Personal information
- Born: June 15, 1974 (age 52) Doylestown, Pennsylvania, U.S.
- Listed height: 6 ft 3 in (1.91 m)
- Listed weight: 305 lb (138 kg)

Career information
- High school: Springfield (MA) Cathedral
- College: Maine
- NFL draft: 1997 (undrafted)

Career history
- Baltimore Ravens (1997)*; Tampa Bay Buccaneers (1997)*; Jacksonville Jaguars (1997)*; Baltimore Ravens (1997–2007); New England Patriots (2008)*;
- * Offseason or practice squad member only

Awards and highlights
- Super Bowl champion (XXXV);

Career NFL statistics
- Games played: 134
- Games Started: 115
- Fumble recoveries: 5
- Stats at Pro Football Reference

= Mike Flynn (American football) =

American football player (born 1974)

Michael Patrick Flynn (born June 15, 1974, in Doylestown, Pennsylvania) is a former NFL center.
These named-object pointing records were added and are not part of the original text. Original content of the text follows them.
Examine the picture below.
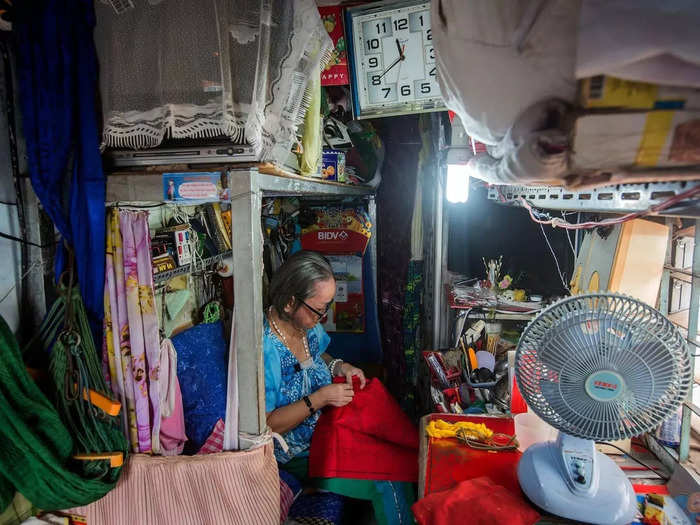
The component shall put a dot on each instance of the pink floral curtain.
(131, 339)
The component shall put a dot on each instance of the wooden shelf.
(147, 184)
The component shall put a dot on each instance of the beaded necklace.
(306, 363)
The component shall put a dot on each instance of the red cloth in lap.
(484, 502)
(370, 438)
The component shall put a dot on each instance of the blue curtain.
(57, 74)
He was signed by the Baltimore Ravens as an undrafted free agent in 1997. He played college football at Maine.

==Early life==
Flynn grew up in Agawam, Massachusetts and attended Cathedral High School in Springfield, Massachusetts, and was a letterman and a standout in football, basketball, and baseball. Flynn graduated from Cathedral High School in 1992.

==Professional career==
Going undrafted into the NFL in 1997, Mike Flynn was first signed by the Baltimore Ravens, who released him. Flynn was then picked up by the Tampa Bay Buccaneers and Jacksonville Jaguars. Resigned by Baltimore, Flynn didn't make his debut until 1998. Two years later, the Ravens won Super Bowl XXXV with Flynn as the starting right guard. When center Jeff Mitchell signed elsewhere, Flynn shifted to center and played there for the Ravens through 2007. Picked up by the New England Patriots in 2008, Flynn was released before the season.

==After football==
Flynn co-hosts a radio show on weekends with Ryan Johnston called "Johnston and Flynn" on 98.5 The Sports Hub in Boston. Flynn also joins "The Toucher and Rich Show" on Mondays both on 98.5 The Sports Hub in Boston during the football season. Flynn now works for the HWRSD and the town of Hamilton as a coach and helper at Miles River Middle School.